3rd-Eden / node-hashring

hashring is a consistent hashing algorithm for Node.js that is compatible with libketama and python's hash_ring package
MIT License
350 stars 57 forks source link

Uneven distribution of shards using node-hashring #3

Closed joecroninallen closed 11 years ago

joecroninallen commented 12 years ago

I use node-hashring on a Redis environment where I have 128 instances of redis in a sharded environment. Half of the instances live on one box, and the other half live on the second box. For some reason, the instances living on the second box seem to be getting twice as much data as the instances on the first box.

I did not use weights, but it is as if all the instances on the second box had a weight of 2 whereas the instances on the first box had a weight of 1.

Do you have any explanation as to what might be happening?

3rd-Eden commented 12 years ago

Hello,

I don't have an explanation for it.. Does it get twice as much data, or twice as much keys?

joecroninallen commented 12 years ago

What we noticed was that of the 128 nodes, it seemed like the first 64 nodes averaged about half of the number of keys than the later 64 nodes.

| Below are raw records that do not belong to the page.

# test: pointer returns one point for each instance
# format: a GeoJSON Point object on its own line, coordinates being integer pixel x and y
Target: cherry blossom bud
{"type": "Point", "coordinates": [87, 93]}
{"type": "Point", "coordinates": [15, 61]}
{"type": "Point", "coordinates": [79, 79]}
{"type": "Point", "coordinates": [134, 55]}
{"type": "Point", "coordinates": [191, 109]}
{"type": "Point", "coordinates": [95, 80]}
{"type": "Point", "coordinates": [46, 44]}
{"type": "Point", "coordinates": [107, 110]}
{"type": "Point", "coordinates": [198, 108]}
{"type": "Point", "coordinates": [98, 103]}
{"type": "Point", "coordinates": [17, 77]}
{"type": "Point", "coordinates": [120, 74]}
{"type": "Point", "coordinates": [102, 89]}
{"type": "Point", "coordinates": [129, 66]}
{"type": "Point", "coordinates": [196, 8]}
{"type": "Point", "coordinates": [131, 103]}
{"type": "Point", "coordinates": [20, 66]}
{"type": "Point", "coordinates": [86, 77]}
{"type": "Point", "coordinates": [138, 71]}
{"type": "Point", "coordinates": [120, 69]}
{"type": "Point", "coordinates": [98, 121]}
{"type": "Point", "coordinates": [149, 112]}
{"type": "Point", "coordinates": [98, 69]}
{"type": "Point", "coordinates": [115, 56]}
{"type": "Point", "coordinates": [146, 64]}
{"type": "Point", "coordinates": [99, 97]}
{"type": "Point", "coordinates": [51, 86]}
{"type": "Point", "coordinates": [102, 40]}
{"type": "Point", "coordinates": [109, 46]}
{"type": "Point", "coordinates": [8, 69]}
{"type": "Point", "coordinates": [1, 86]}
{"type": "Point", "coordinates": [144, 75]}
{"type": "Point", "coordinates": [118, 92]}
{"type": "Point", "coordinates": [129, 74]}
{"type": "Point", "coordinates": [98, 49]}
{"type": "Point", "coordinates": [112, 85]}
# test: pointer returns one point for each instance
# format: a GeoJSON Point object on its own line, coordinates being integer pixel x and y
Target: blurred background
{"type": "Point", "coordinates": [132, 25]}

This resulted in twice as much data. You can test the basic case by iterating from 0 to some large number, and see the way it gets distributed. What I would expect is that nodes distribute fairly evenly, but that doesn't happen. I will follow up with some sample test results that we found.

joecroninallen commented 12 years ago

I don't see where I could leave an attachment so I will paste the code we were using to test. You can try it out and see what kind of results. We tried a couple of string hashing algorithms, and so far they all do the same thing where certain nodes get significantly more than other nodes. The results do not follow the typical bell curve that you get if you just generated a bunch fo random numbers between 1 and 128 for example. Changing the the hashing algorithm or the max # of nodes didn't change things too much. Very weird.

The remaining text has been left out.